Cosatu is good for us in one important respect. It shines in civil society for its clear, firm and commendable stand against corruption in any form. This is important as it holds real power in the tripartite alliance.
Besides corruption, the biggest problem in our society is unemployment. Virtually all other problems are offshoots of this problem. The direct cause of poverty in all its forms is unemployment. Poverty is a major cause of crime, drug abuse, family breakdown, SA’s health, transport and infrastructure problems, and the lack of education.
Besides labour law, SA’s economy is also hopelessly over-regulated in a number of other respects. The 2010 edition of Freedom of the World, which measures economic freedom in a large number of countries, placed SA 82nd out of the 181 countries measured. The index divides the list of countries into four quartiles, and then shows the relationship between the average achievement of the quartile in, say, per capita income, and a particular quartile.
Cosatu is wrong. A good example of a country where there has been light regulation of labour markets is Taiwan.
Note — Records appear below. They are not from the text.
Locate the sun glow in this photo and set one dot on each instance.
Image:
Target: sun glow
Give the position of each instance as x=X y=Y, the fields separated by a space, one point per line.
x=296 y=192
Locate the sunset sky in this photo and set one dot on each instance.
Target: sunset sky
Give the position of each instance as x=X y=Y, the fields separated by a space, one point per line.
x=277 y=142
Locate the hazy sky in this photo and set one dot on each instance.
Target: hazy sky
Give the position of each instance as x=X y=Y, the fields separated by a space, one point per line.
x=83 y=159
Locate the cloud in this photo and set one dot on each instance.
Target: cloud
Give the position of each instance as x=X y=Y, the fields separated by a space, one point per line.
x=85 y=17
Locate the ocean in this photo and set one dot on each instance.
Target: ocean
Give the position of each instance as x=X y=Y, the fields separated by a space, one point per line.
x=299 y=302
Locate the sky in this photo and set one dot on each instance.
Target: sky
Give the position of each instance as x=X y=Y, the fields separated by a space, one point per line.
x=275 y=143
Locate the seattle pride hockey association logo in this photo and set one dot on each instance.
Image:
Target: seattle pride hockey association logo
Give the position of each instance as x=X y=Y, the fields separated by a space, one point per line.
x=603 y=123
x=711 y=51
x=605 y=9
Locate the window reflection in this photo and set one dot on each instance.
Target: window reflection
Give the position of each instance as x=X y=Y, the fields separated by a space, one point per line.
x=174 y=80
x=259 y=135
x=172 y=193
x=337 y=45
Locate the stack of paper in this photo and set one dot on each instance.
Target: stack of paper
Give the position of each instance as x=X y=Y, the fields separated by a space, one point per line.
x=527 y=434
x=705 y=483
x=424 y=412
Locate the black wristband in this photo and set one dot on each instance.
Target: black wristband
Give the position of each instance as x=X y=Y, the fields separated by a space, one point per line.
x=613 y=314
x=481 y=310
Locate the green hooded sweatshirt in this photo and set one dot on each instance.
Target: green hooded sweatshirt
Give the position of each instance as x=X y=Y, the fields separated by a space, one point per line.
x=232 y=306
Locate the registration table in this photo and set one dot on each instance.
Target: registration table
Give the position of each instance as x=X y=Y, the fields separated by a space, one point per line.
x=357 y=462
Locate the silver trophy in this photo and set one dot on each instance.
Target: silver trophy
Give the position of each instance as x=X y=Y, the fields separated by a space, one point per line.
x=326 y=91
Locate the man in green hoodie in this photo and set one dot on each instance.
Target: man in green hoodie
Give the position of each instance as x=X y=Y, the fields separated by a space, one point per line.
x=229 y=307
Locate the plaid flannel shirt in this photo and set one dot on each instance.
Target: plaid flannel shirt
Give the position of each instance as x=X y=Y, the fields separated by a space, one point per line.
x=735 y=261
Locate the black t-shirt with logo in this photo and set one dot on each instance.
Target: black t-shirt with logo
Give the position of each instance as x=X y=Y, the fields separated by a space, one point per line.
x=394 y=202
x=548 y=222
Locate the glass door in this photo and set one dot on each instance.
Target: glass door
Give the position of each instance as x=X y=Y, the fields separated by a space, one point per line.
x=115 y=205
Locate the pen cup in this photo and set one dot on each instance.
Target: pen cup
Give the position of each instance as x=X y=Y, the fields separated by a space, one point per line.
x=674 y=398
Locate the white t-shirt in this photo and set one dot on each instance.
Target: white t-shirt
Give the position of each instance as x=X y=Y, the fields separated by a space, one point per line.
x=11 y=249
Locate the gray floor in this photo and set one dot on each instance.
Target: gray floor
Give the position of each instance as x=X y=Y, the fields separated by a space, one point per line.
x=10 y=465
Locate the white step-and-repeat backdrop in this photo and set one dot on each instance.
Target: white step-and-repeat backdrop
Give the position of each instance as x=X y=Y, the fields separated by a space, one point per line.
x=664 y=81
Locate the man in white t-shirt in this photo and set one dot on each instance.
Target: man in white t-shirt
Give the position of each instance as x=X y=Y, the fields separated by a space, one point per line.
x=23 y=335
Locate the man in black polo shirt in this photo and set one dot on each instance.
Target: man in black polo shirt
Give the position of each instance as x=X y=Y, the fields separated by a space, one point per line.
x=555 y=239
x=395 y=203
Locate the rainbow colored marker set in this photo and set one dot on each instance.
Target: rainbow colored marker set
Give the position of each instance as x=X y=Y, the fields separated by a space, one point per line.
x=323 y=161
In the three decades from 1960 to 1990, Taiwan enjoyed virtually full employment — achieved through a market that had a high degree of labour mobility and a minimum of state restriction on labour movement or contracts. Initially workers were employed at low wages, but as there soon was no unemployment, the demand for workers was high. The result was that real wages in manufacturing, for example, grew about 8% per capita per year. Note, that is after adjusting for inflation.
More to the point, Cosatu is wedded to labour laws. For it to vote against labour laws would be like a turkey voting for Christmas — even though the evidence in favour of such a vote is staring it in the face. Cosatu is a major cause of unemployment due to its insistence on regulation.
Cosatu is also an obstacle to educational reform. Our education system is bureaucratic and centralised. It is also the most unionised sector in our economy. There is almost no room to reward individual merit among teachers. Teachers must be paid standard union-negotiated wages unless a school’s governing body tops up the teacher’s salary on the grounds of individual excellence.
Cosatu stands squarely in the path of such a change. Sine 1994 the state sector has become the growth area for unions. Cosatu is not about to give that up.
Our government on the other hand, is so paralysed by its lack of leadership that it will not be able to confront this dilemma that is Cosatu. Does it cut its ties with Cosatu and introduce critical labour reform, or does it hold Cosatu close to its bosom and exert whatever influence it can to keep the anti-corruption outcry at bay?